A study by HR software provider CIPHR shows that more than eight out of 10 of the most popular jobs in the UK pay men more than they do women. These jobs all employ more than 100,000 people, and the study was based on the latest official data from the Office for National Statistics (ONS).

The study highlights which occupations, industries and locations have the widest, and smallest, gender pay gaps.

According to the study, 65 of the top 78 jobs (83%) with the largest number of workers in the UK, pay men more on average. This accounts for 17.6 million people (9.4 million women and 8.2 million men), with the average gender pay gap ranging from -13.8% for executive assistants and personal assistants (women paid more) to 30.8% for financial managers and directors (men paid more).

This adds weight to a recent survey by CIPHR which found that most staff underestimate their employer’s gender pay gap, with 57% believing no wage gap exists where they work.

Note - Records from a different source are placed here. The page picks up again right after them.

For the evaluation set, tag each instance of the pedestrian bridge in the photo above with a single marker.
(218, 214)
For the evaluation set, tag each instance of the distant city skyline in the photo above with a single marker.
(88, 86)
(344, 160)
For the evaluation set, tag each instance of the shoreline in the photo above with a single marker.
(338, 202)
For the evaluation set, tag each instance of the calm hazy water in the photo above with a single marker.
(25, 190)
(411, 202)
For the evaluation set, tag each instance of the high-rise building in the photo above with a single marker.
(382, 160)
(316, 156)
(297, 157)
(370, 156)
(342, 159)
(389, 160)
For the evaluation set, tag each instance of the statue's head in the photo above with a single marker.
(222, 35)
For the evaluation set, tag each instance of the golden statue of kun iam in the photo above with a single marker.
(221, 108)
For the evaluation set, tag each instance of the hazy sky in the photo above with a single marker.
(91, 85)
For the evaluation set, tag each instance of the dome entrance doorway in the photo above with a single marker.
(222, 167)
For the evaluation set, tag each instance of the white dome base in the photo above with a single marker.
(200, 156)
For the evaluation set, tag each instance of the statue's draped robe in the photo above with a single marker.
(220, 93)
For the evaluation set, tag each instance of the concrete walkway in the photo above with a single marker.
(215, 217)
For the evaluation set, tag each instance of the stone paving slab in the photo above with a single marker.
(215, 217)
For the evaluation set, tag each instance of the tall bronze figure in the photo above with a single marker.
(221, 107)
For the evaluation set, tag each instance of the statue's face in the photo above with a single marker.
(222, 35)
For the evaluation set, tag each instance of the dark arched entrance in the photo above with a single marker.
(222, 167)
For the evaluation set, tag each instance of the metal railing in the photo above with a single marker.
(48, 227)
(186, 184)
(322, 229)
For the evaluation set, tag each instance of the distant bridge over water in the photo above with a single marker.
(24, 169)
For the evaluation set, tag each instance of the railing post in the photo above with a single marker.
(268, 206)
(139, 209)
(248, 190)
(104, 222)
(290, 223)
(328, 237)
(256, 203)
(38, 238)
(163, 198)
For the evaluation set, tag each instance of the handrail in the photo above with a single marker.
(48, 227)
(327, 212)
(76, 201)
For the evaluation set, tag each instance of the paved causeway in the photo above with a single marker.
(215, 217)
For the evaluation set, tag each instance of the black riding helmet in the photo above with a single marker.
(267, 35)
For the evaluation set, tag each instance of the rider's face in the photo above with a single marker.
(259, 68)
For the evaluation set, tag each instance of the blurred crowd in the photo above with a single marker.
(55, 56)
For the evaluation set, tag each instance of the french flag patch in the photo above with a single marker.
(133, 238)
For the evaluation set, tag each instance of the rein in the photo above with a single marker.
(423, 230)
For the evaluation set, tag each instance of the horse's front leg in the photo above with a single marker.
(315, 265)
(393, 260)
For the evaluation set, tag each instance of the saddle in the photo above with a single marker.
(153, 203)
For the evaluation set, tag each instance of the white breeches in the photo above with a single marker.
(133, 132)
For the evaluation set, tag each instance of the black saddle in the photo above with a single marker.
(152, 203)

The three most popular jobs in the UK for 2021 employ more than 2.2 million people, and interestingly employ more women than men but also all have gender pay gaps. Those are sales and retail assistants, care workers and home carers, and administrative / clerical assistants. The average gender pay gaps for these are 5%, 1.7%, and 10.5% respectively, despite women comprising 64%, 83%, and 76% of those workforces.

Nursing – the fourth largest occupation with 547,000 workers, 86% of which are women – has a 4% gender pay gap in favour of men.

In the UK, women make up the majority (64% or higher) of the workforce in seven of the top ten jobs with the most employees. All but one have gender pay gaps in favour of men.

The ten most popular jobs in 2021, sorted by the widest gender pay gaps, are:

 

1.      Sales accounts and business development managers (12.5%): 461,600 workers

2.      Other administrative occupations – including admin / clerical assistants (10.5%): 641,100

3.      Bookkeepers, payroll managers and wages clerks (7.9%): 407,500 workers

4.      Elementary storage occupations – including freight handlers and warehouse workers (7.4%): 427,400 workers

5.      Sales and retail assistants (5%): 866,900 workers

6.      Programmers and software development professionals (4.8%): 421,400

7.      Nurses (4%): 547,000 workers

8.      Care workers and home carers (1.7%): 730,500 workers

9.      Primary and nursery education teaching professionals (1.6%): 401,200 workers

10.   Kitchen and catering assistants (-1%): 404,100 workers

 

Of course, there are some jobs that pay women more than men, and they provide some significant pay gaps. The widest gaps are found with midwives (-54.9%), barristers and judges (-34.2%), veterinary nurses (-33.1%), mechanical engineers (-26.7%), and special needs education teaching professionals (-25.5%).

‘Long way to go’ to close gender pay gaps

England (and its cities) lead the four nations when it comes to the widest gender pay gaps in favour of men, with Derby, St Albans, and the City of London, topping the list of cities with the widest gender pay gaps.

Northern Ireland has the lowest gender pay gap in favour of men at 5.7%, with Scotland at 11.6% and Wales at 12.3%. 

“CIPHR’s gender pay gap survey in September revealed some surprising insights into how people perceive gender pay disparities in the UK – particularly in relation to their own workplace,” says David Richter, director of marketing at CIPHR. “While nearly all British workers agree that the country has a gender pay gap – over half don’t believe one exists where they work. So, we decided to investigate how likely this really is – do most people work in occupations and industries with no gender pay gap?

“Disappointingly, most of the job roles highlighted in CIPHR’s study still have a pay gap that favours men. Even after years of reforms and inclusive policies and initiatives, there’s still a long way to go to close the gap.”